La enfermedad inflamatoria intestinal causa inflamación en intestino delgado, colon (intestino grueso), estómago y otras áreas del tracto digestivo. Los síntomas pueden variar e incluir dolor abdominal frecuente, diarrea, heces con sangre y pérdida de peso.
El diagnóstico preciso es fundamental para el tratamiento.
Es importante obtener un diagnóstico preciso para su hijo, ya que los tratamientos pueden diferir para la enfermedad de Crohn y la colitis ulcerosa/indeterminada. Realizar un diagnóstico es como ensamblar un rompecabezas. Diferentes elementos -- síntomas, análisis de laboratorio, estudios de imágenes -- nos ayudan a construir una imagen completa de la EII de su hijo.
Evaluación y pruebas
Si se sospecha de enfermedad inflamatoria intestinal, se realizarán pruebas a su hijo para detectar lo siguiente:
- Anemia
- Marcadores inflamatorios elevados
- Niveles bajos de proteína
- Deficiencias de vitaminas/nutrientes (vitamina B12, folato, vitamina D, zinc, hierro)
Las pruebas y exámenes adicionales incluyen:
- Muestras de heces: Analizadas para descartar otras afecciones como gastroenteritis.
- Endoscopia Endoscopia o Colonoscopy: Verifica la inflamación crónica en el tracto digestivo.
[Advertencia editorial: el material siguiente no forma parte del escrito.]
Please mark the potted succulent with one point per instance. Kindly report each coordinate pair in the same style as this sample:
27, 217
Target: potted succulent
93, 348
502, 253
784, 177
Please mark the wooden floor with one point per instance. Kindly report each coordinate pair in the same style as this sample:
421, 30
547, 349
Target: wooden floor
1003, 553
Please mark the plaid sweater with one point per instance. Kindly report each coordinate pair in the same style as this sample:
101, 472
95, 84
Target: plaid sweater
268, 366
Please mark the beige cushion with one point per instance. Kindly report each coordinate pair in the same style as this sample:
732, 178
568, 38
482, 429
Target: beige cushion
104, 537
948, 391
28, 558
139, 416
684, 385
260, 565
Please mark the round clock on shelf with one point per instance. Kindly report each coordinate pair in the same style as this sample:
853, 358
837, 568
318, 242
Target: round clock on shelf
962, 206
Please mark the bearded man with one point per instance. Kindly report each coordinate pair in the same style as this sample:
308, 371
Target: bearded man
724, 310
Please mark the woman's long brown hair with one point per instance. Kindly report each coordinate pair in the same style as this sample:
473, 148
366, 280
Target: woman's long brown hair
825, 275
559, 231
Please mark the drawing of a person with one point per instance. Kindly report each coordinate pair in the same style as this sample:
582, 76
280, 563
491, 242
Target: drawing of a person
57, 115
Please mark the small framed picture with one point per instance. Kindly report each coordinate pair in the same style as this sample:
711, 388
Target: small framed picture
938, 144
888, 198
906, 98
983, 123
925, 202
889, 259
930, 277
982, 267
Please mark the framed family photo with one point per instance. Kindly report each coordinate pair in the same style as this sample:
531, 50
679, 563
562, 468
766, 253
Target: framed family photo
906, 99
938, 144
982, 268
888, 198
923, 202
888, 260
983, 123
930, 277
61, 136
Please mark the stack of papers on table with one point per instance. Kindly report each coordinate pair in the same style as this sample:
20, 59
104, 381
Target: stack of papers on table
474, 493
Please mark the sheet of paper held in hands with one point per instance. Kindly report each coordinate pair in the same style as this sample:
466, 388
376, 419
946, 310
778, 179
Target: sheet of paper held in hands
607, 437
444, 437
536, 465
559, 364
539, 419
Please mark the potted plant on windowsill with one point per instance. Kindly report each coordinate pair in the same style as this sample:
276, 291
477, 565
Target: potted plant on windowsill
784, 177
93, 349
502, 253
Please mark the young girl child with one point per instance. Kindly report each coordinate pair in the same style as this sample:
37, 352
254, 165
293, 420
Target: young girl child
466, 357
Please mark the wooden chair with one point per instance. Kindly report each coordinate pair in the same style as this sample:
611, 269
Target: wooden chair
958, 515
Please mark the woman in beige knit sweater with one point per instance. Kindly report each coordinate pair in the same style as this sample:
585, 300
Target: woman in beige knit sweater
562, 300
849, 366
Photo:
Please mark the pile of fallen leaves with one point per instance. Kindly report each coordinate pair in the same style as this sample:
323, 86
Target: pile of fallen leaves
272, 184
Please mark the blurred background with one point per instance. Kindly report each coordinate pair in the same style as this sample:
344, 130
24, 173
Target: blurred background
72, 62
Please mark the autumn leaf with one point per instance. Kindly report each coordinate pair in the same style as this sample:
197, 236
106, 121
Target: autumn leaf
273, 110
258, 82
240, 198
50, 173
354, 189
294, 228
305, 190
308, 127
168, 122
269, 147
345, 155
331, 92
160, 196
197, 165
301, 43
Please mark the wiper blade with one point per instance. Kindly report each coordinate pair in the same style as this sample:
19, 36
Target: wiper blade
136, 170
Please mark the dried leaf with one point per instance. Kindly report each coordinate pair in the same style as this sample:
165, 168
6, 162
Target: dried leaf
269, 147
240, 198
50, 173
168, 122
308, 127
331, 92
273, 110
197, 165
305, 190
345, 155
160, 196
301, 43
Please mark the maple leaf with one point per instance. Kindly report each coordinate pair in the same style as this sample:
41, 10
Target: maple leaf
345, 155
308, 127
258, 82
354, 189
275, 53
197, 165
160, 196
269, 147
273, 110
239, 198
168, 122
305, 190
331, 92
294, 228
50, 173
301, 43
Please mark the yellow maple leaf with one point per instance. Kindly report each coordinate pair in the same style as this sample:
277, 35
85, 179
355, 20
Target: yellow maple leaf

- Enterografía por tomografía computarizada o enterografía por resonancia magnética: Se obtienen imágenes del abdomen y la pelvis mediante métodos especiales que aumentan el contraste, lo que permite buscar inflamación en el intestino.
Tratamiento y atención continua
Después de un diagnóstico inicial, la mayoría de los niños ve a nuestros gastroenterólogos pediátricos con frecuencia hasta que su condición está en remisión. Después de que su hijo esté en remisión, se les verá cada dos a seis meses, dependiendo de la condición. El médico de su hijo realizará un examen físico y evaluará crecimiento y desarrollo. Las pruebas de laboratorio aseguran que la enfermedad esté bajo control y permiten monitorear los efectos secundarios. Incluso si su hijo se siente bien, debe ser visto por médico al menos una o dos veces al año.